Exam results alone are not normally used to decided whether someone should be admitted.
A spokesman for the University of Edinburgh said applications would be considered on a variety of factors and not just on grades earned.
He said: “The university is committed to widening access and welcomes applications from students from diverse backgrounds, while ensuring we support every student throughout their academic journey.
“Our contextualised admissions process allows us to make offers to Widening Participation applicants, who meet the minimum academic requirements, using our Access Threshold – which takes into account a range of factors other than academic qualifications.
“The 2019-20 Access Threshold for each degree is published on our online degree finder.
“We continue to explore opportunities to further adjust our requirements.”
Figures published earlier this year by the Higher Education Statistics Agency indicated more than 15% of students entering university in Scotland last year were from the country’s most deprived areas.
The Scottish government has set a target that 16% of students entering university will be from the most deprived backgrounds by 2021, with that figure increasing to 20% by 2030.
Individual universities also have specific targets to hit.
As a general rule, institutions which became universities in the 1990s have more students from the most deprived backgrounds than the ancient universities and the universities which date from the 1960s.
Glasgow University and Aberdeen University have also published two sets of entry requirements for each course.
A spokesman for Glasgow University said it had “a proud history of outreach programmes”, of which making contextualised offers to applicants from varied backgrounds was “an important part”.
He added: “Those contextualised offers have been made since the 1980s via our Summer School programme.
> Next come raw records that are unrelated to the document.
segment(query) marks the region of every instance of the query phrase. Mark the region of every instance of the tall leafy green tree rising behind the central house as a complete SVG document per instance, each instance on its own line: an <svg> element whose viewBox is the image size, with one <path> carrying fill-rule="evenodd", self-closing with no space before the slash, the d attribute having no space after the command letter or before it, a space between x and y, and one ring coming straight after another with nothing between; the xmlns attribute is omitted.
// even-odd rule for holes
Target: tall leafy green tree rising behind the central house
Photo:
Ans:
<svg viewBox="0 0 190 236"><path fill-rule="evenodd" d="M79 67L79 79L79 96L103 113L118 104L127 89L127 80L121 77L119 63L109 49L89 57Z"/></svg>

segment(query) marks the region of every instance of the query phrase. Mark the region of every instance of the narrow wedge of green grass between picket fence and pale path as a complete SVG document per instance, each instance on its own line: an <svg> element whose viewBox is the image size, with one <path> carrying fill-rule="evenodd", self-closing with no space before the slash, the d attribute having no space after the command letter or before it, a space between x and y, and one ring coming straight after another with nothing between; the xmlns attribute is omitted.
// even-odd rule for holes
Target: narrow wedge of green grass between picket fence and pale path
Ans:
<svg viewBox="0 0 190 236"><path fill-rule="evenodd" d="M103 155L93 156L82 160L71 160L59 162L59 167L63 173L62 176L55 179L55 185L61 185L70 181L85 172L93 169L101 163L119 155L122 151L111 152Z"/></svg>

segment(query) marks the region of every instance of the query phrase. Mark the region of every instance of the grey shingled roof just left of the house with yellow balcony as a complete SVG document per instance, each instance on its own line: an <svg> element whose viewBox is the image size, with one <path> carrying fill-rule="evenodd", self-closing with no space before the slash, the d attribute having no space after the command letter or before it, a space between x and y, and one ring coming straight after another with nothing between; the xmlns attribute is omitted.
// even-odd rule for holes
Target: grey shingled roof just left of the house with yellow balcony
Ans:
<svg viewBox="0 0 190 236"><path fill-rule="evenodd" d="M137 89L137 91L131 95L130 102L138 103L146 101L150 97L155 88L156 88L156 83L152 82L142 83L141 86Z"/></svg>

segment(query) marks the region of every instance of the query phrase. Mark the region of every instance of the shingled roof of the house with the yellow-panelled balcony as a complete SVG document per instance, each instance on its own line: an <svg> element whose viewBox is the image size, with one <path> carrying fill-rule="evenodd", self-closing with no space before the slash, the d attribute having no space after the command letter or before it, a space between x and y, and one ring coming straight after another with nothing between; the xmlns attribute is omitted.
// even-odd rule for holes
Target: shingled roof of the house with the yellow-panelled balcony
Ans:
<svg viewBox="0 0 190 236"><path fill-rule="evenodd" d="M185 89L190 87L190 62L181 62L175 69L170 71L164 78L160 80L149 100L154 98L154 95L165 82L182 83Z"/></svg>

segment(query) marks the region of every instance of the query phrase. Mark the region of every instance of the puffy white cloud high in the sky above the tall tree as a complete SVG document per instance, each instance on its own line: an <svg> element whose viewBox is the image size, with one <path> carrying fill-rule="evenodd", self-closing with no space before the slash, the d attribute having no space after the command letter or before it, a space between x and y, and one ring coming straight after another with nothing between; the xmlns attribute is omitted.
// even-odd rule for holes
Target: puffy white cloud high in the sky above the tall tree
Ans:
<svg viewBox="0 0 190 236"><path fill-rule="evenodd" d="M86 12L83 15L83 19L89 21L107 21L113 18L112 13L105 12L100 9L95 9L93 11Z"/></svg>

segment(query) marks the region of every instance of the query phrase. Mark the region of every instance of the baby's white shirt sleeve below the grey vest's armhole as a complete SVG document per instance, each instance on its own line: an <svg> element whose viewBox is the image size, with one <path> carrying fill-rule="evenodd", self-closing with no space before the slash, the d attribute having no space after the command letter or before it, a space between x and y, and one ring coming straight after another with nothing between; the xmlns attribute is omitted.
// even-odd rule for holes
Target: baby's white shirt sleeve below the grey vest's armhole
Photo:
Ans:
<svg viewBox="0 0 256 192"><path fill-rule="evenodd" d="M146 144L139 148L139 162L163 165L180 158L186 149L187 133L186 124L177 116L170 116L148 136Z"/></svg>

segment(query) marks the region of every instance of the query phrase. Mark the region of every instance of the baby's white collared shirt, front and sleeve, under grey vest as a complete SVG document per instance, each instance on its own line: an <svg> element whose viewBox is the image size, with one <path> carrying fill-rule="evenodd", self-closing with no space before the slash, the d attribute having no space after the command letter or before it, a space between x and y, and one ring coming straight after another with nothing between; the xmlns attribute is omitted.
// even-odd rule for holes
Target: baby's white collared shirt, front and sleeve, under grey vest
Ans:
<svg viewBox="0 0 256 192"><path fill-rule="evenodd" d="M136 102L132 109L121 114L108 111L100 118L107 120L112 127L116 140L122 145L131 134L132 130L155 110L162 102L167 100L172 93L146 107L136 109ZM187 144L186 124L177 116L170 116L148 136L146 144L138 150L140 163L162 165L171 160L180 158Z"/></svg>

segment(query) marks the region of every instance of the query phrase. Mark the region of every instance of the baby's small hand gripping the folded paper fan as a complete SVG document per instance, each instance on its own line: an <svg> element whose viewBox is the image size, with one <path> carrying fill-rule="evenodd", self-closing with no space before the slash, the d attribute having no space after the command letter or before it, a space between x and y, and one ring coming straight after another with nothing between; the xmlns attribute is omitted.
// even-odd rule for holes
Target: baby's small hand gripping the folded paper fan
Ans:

“Our widening access programmes currently cover the 120 secondary schools in the west of Scotland and areas of disadvantage across the country.
“Combining effective outreach with evidence-based contextualised admissions is the key to our success.
“While we’re delighted with the progress we’ve made, we are constantly working to bring equity of opportunity to all widening access participants.”
Alastair Sim, Universities Scotland director, said universities are making the move because it is “the right thing to do”.
He said: “Universities have planned their move to set minimum entry requirements very carefully based on judgements about the course content and what it takes to graduate.
“This is not about ticking boxes for universities – it’s about giving people chances they have worked very hard to earn, often with the odds stacked against them, with the confidence to know they have as much potential to get as good a degree as their peers.
“Every student that gets a place at university through this new system will fully deserve their place, that’s a responsibility that universities have to all applicants and one they take very seriously.”